As for the refill mechanism, it’s related to streaming. For most re engine, this is handled by having the text in a buffer that can be refilled when the end is reached.

1 Like

I’m seriously considering a release plan for Orsetto that would begin with an OPAM package that contains just the Core Foundation library. It depends on what I’ll be ready to commit to supporting for community adoption. The discrete interval sets and maps I discussed above are one of the general-purpose data structures in that framework. It’s the closest to readiness for public consumption. The Unicode support library is further away, and the CBOR and JSON frameworks are further still.

p.s.
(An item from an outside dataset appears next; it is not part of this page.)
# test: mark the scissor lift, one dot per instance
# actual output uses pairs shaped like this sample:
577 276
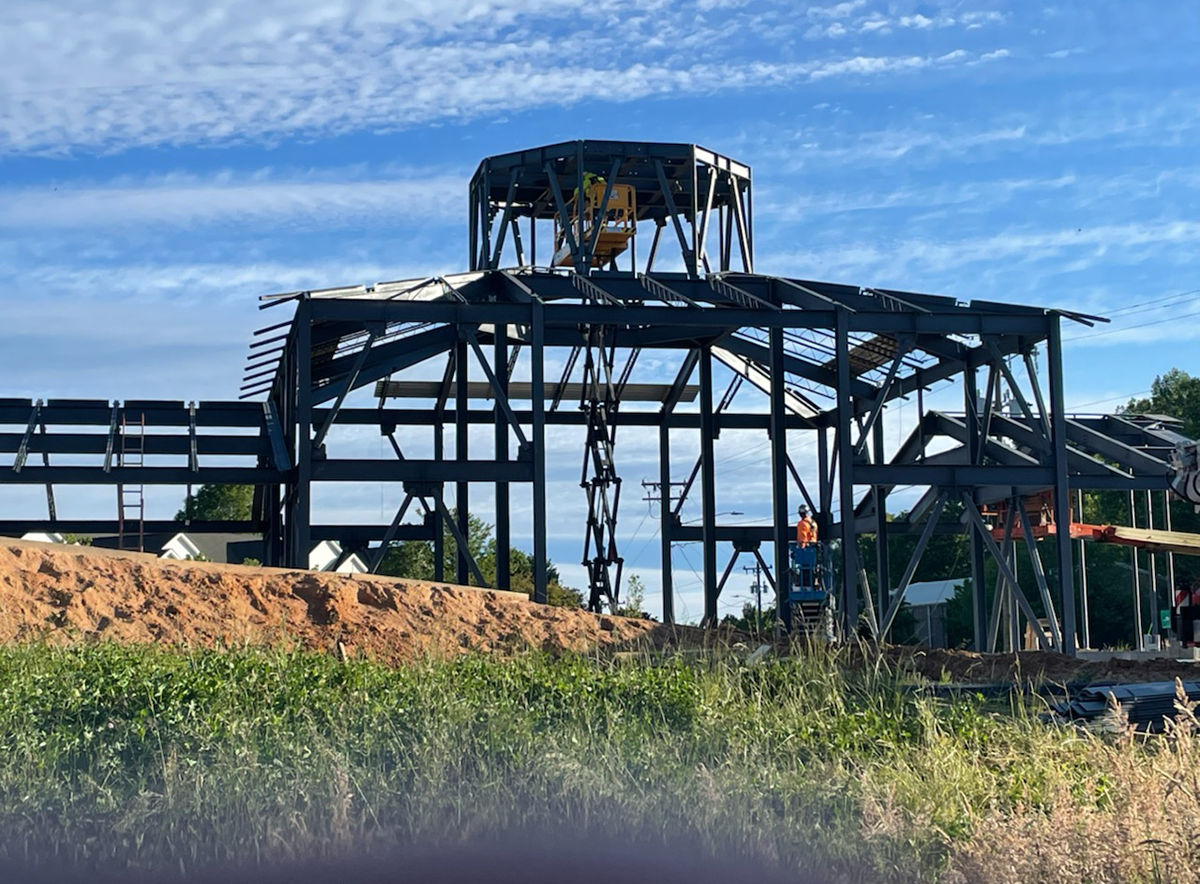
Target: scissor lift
808 593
The lazy DFA is also part of the CF framework, and so— for the moment, at least— is the regular expression framework for 8-bit extended ASCII texts.

I’m fine with that. I’m just one person working on Orsetto in my spare time left over between my day job and a rich personal life. I can’t yet commit to maintaining any parts of Orsetto for the community because the interfaces are still unstable.

My response to your critique is to agree: efforts at improving Re or providing a replacement for it would be very welcome. If people taking up those efforts want to reuse any parts of Orsetto I’m mentioning here, then I would be supportive. It’s the reason I licensed the code with BSD 2-clause— to make that as easy as possible.

Ah, I see. I’ve updated my comment reflect the presence of that capability.

In my design, the text buffering logic is separated from the DFA engine and the parser combinator. It makes extensive use of a functional stream type (which will be replaced with Stdlib.Seq.t at some point before I release). I suppose better performance might be had by tightly coupling the text buffering logic with the DFA engine and the parser combinators, but I haven’t taken any measurements.